Also, compounds seem to go "out of date" more than recurves, and people who own compounds seem to be targeted to buy the latest and greatest over and over again.


----------



## lv2bohunt

This thread has been up a while so maybe you've already made your choice. The one thing I would add is that a person who begins with a recurve is forced to develope proper form and shooting skills as he or she progresses. Traditional equipment will force you to do things right. After which shooting a compound becomes an addition to your experience as an archer. There are many compound shooters who can't shoot traditional bows. Learning on a traditional bow enables you to shoot do both.

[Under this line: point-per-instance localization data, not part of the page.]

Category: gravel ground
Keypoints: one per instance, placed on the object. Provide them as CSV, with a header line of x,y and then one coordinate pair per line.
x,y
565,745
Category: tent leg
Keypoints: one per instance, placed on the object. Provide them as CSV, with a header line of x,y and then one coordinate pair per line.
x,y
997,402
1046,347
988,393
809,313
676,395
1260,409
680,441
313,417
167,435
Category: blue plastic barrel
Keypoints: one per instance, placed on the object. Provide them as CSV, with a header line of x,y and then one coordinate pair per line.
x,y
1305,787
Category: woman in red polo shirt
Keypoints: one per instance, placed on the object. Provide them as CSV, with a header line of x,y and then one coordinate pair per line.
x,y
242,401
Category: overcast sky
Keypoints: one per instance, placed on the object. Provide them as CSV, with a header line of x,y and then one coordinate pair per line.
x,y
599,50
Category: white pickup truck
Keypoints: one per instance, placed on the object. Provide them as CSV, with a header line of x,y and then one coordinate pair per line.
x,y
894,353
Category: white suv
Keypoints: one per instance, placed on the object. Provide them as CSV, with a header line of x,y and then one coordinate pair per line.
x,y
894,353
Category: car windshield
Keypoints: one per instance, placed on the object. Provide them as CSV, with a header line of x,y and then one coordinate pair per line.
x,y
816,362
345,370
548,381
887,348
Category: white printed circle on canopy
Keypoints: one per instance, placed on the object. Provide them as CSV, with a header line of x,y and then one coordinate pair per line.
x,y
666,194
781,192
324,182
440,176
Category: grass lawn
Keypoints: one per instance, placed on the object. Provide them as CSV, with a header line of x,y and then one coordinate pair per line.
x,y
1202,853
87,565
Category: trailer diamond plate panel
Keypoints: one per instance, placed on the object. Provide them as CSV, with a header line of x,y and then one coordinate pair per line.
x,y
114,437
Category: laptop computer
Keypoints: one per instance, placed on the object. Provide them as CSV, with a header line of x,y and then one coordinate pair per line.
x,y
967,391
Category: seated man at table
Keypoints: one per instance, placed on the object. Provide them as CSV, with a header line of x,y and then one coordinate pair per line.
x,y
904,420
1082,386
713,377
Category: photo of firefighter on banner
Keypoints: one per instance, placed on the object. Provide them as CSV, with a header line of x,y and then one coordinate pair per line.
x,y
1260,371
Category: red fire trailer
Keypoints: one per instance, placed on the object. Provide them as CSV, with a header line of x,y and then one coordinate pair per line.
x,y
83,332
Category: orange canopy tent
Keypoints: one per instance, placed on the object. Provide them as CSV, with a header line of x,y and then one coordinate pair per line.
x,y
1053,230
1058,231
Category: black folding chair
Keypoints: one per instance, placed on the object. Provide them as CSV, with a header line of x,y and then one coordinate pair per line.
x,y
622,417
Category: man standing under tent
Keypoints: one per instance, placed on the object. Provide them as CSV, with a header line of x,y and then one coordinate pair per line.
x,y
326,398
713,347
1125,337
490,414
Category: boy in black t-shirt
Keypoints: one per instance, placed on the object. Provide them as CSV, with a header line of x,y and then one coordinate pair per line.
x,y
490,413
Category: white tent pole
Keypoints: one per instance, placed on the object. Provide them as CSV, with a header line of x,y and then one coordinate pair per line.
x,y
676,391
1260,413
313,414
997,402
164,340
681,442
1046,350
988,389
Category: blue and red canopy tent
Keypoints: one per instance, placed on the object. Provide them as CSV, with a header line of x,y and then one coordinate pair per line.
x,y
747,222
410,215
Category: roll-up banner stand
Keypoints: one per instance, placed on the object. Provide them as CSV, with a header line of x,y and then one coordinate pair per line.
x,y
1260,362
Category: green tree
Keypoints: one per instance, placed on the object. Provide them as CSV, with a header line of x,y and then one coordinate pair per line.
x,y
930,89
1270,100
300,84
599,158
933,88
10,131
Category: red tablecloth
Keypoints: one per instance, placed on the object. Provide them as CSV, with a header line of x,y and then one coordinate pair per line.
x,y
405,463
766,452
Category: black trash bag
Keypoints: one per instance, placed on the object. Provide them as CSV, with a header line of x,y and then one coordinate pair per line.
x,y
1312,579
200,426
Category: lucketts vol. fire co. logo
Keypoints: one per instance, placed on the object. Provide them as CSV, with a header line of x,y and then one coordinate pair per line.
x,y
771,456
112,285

A good bow is one that feels good in your hand. Don't get hung up on what someone else shoots or likes/dislikes.


----------



## sightmaster

go to your local archery shop shoot a couple bows and see what you think


----------



## shields642

i grew up shooting traditional and switched to compunds when i was about 13 my dad only shoots a recurve but i personally think learning to shoot with a recurve helped me when i switched to shooting sights due to my ability to judge yardage and quickly find my mark a lot of new compound shooters are taught to draw back and hold for what seems like an eternity but shooting a recurve taught me to draw back find my mark and release quickly which on a 3-d or indoor course doesnt matter but in the hunting woods has worked for me almost every year


----------



## LAPU LAPU

I'm in this situation now, I cant decide which one to buy first...


----------



## fluke

i would say get what you like best but i know it's not a helpful answer

hunting or target

if hunting i would definitely go compound.

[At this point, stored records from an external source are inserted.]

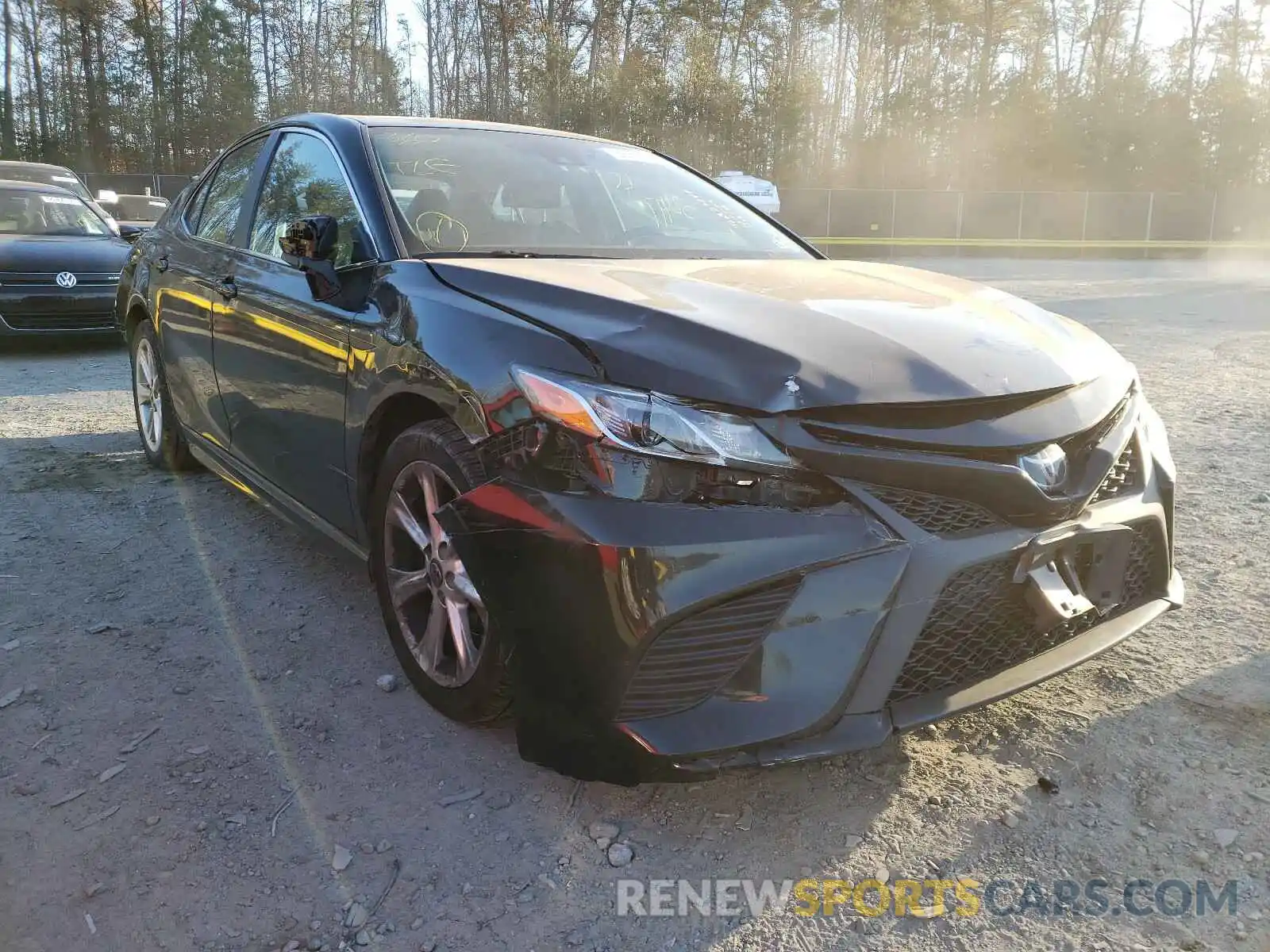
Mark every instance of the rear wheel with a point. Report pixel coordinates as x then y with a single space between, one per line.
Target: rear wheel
436 619
160 435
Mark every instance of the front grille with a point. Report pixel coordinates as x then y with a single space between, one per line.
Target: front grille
1124 476
941 516
694 658
57 321
50 278
982 624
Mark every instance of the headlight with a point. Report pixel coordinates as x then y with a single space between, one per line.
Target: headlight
1157 440
648 423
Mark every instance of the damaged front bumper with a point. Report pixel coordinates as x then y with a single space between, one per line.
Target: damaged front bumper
671 640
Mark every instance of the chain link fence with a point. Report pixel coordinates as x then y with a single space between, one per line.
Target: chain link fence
127 183
899 216
905 217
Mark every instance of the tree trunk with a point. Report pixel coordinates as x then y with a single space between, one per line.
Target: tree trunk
8 140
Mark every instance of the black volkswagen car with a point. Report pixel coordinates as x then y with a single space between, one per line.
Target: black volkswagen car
630 461
60 263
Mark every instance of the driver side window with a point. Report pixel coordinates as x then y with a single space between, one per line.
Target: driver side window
305 179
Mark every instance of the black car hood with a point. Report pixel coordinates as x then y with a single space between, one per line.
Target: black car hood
63 253
795 334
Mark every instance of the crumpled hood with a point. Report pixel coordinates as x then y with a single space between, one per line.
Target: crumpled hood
794 334
63 253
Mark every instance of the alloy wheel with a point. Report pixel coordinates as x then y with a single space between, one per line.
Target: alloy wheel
441 613
149 395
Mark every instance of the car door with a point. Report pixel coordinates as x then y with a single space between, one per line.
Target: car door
187 262
283 355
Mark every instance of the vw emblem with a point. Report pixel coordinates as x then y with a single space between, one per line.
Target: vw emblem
1045 467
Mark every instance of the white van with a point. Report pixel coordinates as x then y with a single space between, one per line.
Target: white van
757 192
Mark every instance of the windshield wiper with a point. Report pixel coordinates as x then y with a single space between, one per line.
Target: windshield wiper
505 253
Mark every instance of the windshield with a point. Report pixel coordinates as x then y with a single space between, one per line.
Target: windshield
31 213
137 207
480 190
64 178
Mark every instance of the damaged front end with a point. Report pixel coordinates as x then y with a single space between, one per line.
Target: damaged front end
689 589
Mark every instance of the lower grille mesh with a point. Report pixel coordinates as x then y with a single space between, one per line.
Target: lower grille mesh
941 516
982 625
57 321
696 657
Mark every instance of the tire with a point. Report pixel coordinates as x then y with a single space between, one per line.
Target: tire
164 446
417 578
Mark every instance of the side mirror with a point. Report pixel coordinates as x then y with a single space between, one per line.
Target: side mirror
308 247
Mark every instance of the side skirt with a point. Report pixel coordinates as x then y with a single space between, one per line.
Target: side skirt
254 486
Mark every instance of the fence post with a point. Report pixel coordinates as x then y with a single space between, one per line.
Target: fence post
895 198
1151 215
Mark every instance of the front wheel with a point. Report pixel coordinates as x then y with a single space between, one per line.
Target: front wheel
435 616
160 435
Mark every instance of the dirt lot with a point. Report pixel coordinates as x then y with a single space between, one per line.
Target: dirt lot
188 666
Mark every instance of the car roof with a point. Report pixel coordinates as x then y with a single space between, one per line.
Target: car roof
330 121
23 186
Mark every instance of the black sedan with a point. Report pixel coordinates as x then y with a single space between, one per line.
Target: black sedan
60 263
633 463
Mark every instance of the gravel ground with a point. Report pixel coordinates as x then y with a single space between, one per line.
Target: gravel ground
198 736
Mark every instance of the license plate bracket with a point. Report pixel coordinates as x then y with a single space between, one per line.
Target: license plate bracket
1054 562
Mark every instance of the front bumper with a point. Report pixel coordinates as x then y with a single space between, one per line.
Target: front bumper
660 641
42 311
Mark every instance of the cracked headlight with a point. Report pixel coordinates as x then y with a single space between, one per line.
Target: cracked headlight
648 423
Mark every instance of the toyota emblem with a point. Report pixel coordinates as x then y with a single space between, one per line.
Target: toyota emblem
1047 467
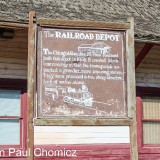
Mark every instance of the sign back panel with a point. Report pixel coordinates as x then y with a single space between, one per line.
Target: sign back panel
81 73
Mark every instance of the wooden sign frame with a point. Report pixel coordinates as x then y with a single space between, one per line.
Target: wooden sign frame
131 103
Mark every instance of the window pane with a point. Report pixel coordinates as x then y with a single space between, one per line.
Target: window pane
9 103
151 133
9 132
151 107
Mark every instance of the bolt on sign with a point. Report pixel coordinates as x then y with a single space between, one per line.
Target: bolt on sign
81 73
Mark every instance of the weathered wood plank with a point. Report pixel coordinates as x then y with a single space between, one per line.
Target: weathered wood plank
7 66
131 89
11 24
30 95
81 122
84 24
13 60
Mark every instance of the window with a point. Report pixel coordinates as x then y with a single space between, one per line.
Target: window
12 113
148 119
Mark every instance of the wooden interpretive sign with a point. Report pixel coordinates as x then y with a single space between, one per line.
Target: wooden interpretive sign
81 73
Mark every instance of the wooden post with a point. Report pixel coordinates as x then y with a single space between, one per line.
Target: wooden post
131 89
30 95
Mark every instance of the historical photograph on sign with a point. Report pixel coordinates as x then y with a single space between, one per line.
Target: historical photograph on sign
81 73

target however if i was to shoot seriously and competitively i'll take a recurve. if i was to shoot just for the fun of shooting i'd consider compound as well

just know recurve has a steep learning curve. i know beginners still struggling to hit the gold from 10m. a beginner with a compound will hit the gold within hours. of course mastering both takes dedication and training.

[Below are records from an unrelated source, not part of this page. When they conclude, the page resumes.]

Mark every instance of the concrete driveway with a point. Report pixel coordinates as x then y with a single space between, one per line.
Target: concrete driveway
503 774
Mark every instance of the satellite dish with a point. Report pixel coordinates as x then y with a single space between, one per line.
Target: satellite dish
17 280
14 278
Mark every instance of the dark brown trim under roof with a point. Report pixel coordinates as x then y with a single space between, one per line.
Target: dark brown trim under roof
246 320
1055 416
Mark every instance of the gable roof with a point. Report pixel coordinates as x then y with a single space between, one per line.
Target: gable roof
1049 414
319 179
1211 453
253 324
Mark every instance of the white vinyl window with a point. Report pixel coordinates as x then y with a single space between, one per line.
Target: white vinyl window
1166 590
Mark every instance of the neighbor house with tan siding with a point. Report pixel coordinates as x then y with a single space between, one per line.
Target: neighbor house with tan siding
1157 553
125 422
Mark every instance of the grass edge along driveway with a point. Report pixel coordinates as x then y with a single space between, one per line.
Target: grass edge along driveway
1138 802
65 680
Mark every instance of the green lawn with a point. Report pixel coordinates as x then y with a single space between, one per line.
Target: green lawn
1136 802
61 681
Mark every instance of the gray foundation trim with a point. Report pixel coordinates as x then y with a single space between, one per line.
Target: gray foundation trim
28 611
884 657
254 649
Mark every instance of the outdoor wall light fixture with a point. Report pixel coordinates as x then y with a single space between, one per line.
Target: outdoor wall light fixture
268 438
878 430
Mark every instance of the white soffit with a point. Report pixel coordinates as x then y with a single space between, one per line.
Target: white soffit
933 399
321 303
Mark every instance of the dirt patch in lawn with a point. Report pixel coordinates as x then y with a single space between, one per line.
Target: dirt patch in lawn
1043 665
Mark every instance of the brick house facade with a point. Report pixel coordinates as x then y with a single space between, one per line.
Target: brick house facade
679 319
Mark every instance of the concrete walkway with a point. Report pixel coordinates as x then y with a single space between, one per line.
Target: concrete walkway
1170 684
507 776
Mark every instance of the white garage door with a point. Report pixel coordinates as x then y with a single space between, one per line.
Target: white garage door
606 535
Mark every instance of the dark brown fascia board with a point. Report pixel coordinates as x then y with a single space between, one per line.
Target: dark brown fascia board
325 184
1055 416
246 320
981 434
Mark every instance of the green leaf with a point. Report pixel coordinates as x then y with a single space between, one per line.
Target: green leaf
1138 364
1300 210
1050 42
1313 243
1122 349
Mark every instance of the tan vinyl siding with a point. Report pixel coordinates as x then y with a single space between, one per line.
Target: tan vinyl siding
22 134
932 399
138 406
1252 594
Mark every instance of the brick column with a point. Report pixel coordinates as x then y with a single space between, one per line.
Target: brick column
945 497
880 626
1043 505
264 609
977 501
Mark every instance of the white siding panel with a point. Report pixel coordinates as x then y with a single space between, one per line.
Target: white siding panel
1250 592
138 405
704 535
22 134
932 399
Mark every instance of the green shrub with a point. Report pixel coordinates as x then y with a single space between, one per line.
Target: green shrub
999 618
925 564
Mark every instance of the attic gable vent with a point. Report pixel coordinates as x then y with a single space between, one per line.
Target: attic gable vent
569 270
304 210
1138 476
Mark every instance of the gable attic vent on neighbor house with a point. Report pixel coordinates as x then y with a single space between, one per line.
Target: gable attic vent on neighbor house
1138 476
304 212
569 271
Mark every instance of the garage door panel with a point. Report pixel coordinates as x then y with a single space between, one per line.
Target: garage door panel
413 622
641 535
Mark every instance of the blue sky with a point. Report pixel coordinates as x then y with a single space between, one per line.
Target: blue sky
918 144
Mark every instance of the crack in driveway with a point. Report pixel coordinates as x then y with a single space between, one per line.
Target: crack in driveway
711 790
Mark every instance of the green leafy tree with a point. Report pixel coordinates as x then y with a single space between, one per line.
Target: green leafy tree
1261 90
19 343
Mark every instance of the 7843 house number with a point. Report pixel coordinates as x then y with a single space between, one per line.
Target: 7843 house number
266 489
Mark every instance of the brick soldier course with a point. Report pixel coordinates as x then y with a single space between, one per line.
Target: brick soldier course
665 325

however i did notice that compound bows on the shooting line get more attention than the archer shooting it . somehow i find recurve bows to be more rewarding but that's me


----------



## Elrose

fluke said:


> however i did notice that compound bows on the shooting line get more attention than the archer shooting it .


I absolutely agree with you. May be it's because the compound takes most of the work on itself (it's my personal experience). I often watch newbies with the compounds hitting 8, 9, 10. Contrariwise, newbies with the recurves often can not even hit the target itself..


----------



## target1

Elrose said:


> I absolutely agree with you. May be it's because the compound takes most of the work on itself (it's my personal experience). I often watch newbies with the compounds hitting 8, 9, 10. Contrariwise, newbies with the recurves often can not even hit the target itself..


how true...


----------



## buckdilladown

Compound !! Much easier to learn but remender what ever u decide form is most important. Shoot the same way way everytime. You would be supized what a half inch difference makes


----------